CNN National Correspondent Tony Clark is reporting from Austin, Texas, on President-elect George W. Bush's transition.

Q:How does Gen. Powell's wife feel about his taking such a high-profile position?

CLARK:She has acquiesced, in this case. She had some concerns about him getting back into political life, when there was talk of his running for office. She was at the ranch a couple of weeks ago when Gen. Powell visited, and the feeling now is, that since he didn't have to go through a campaign, it is fine that he be secretary of state.

Q:Given the fact that so many people admire Powell and clamored for him to run for the presidency, is there any fear in the Bush hierarchy that he could overshadow the president-elect?

CLARK:I don't think so, and the reason is this: If Gen. Powell had wanted the key spot, in terms of the vice presidency, he could have made that known, and would likely have been the candidate running with George W. Bush. Even in 1992, Ross Perot was talking about him as a vice presidential running mate, and there were others who were looking at him as a presidential candidate. He had that opportunity.

I think that has allayed some of the fears of the Bush campaign. I noticed, in the introduction by the president elect today, one of the things he said was, "I will set our priorities." He made it clear, while Gen. Powell is an experienced and well-liked public figure, that President-elect Bush is the one who will set the direction of the administration.

Q:Is there any talk of the Bush/Powell opinion of the woman Powell will replace?

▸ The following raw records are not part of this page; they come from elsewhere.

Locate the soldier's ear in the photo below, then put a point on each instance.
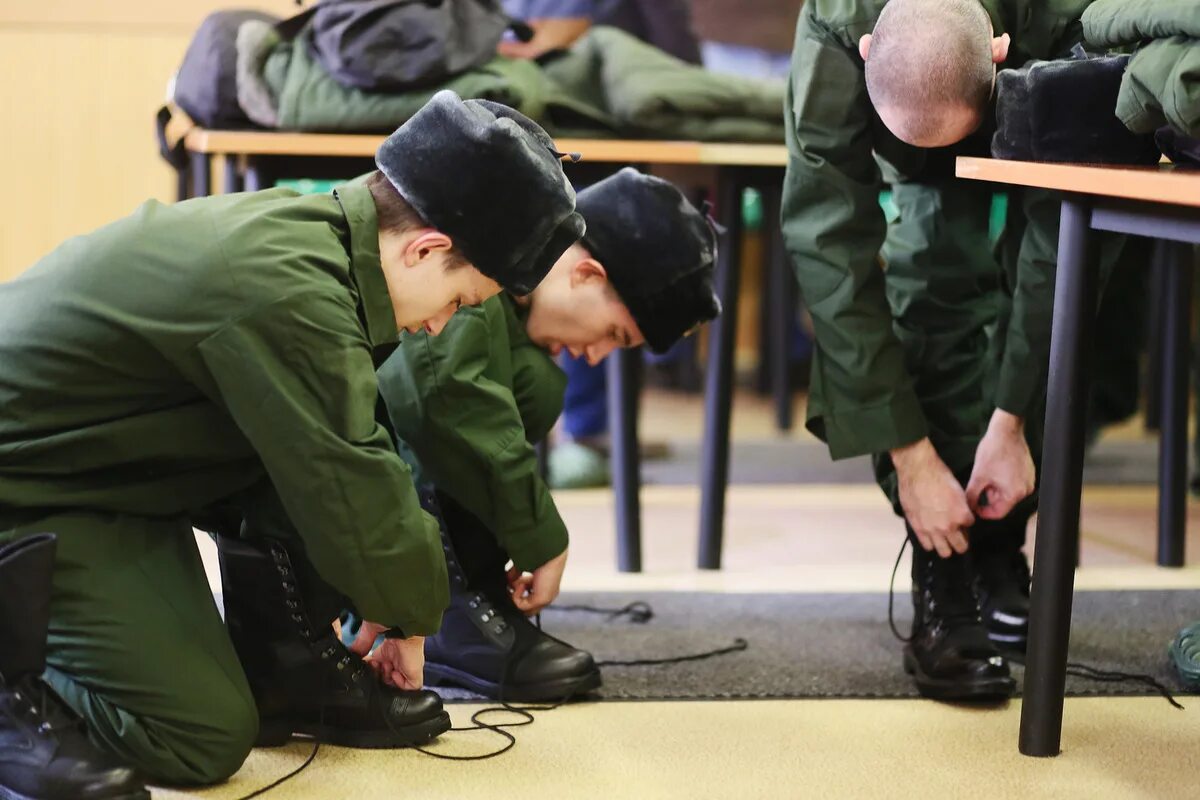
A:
(587, 270)
(1000, 48)
(864, 46)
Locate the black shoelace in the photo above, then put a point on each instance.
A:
(1073, 668)
(637, 612)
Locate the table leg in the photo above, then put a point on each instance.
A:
(232, 175)
(719, 379)
(1062, 458)
(202, 174)
(1175, 262)
(253, 175)
(1155, 344)
(625, 467)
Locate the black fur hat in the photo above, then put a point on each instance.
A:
(1066, 112)
(489, 178)
(658, 251)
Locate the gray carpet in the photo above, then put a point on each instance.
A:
(805, 461)
(834, 645)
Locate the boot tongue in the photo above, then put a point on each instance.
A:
(41, 705)
(25, 570)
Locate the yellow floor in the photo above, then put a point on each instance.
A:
(791, 539)
(1114, 747)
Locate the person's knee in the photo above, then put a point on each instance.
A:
(222, 749)
(199, 753)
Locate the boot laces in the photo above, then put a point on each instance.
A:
(951, 593)
(486, 611)
(43, 707)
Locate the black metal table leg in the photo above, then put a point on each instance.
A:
(253, 175)
(1062, 458)
(232, 176)
(1155, 344)
(719, 379)
(783, 310)
(1175, 262)
(202, 174)
(625, 463)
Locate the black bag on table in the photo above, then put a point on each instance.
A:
(400, 44)
(207, 83)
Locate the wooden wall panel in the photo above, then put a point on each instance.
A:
(82, 80)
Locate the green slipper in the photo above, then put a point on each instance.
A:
(1185, 651)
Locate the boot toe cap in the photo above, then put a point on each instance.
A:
(413, 707)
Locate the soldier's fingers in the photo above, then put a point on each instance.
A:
(942, 546)
(923, 539)
(958, 541)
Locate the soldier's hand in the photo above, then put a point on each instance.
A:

CLARK:There have not been comments in recent days. There were differences of opinion when Gen. Powell was chairman of the joint chiefs and he had one direction he wanted to go in and Madeleine Albright wanted another. In specific areas, there have been disagreements over the use of the U.S. military in peacekeeping, and that's an area that Gen. Powell says they will look at and reassess.

Q:Powell is the third former general to become secretary of state. George C. Marshall is considered the savior of Europe after World War II. History may still be out on ranking Alexander Haig. What might be Powell's State Department legacy?

CLARK:Gen. Powell was picked by President-elect Bush because of his military experience, the fact that he is respected both in the United States and around the world, and also because he is a symbol.

He is a symbol of a couple of things, at least. (One is) bipartisanship, which is something the Bush administration wants to stress. It was pointed out in today's announcement that he had served under at least the last three presidents, which include two Republicans and a Democrat.

He is also a symbol because of his work as head of an organization called America's Promise, which works with Democrats and Republicans to help with education and other issues.

Thirdly, he is an important symbol to the Bush administration because he is the first African- American secretary of state. Gen. Powell even pointed out in his acceptance that he hopes to be an inspiration to other African-Americans -- in fact, to people of every background -- that, in his words, no matter where you began, you can succeed.

He performs a variety of roles. That's why I think he was such a welcome first pick. Democrats and Republicans have expressed support for him with his nomination to secretary of state.

Q:You say he is an important symbol to the Bush administration because he is the first African-American secretary of state. Does the African-American community see him that way?

CLARK:He is often viewed more as a retired general than as African-American. While he said today that he experienced many areas of discrimination in his lifetime, he is not known for being a civil rights agitator. It's because of that that he's not thought of in those terms.

I think that's one of the reasons he brought it up in his announcement today; to say to the African-American community that he was exposed to discrimination in his lifetime, he knows what discrimination is, and he wants to be an inspiration to others. What the Bush campaign appeared to be doing is having him as an example of the Bush campaign reaching out to African-Americans.

The African-American community, by and large, supported Vice President Al Gore, so President elect Bush, with his first cabinet nomination, is trying to signal to the African-American community that he shares their concerns.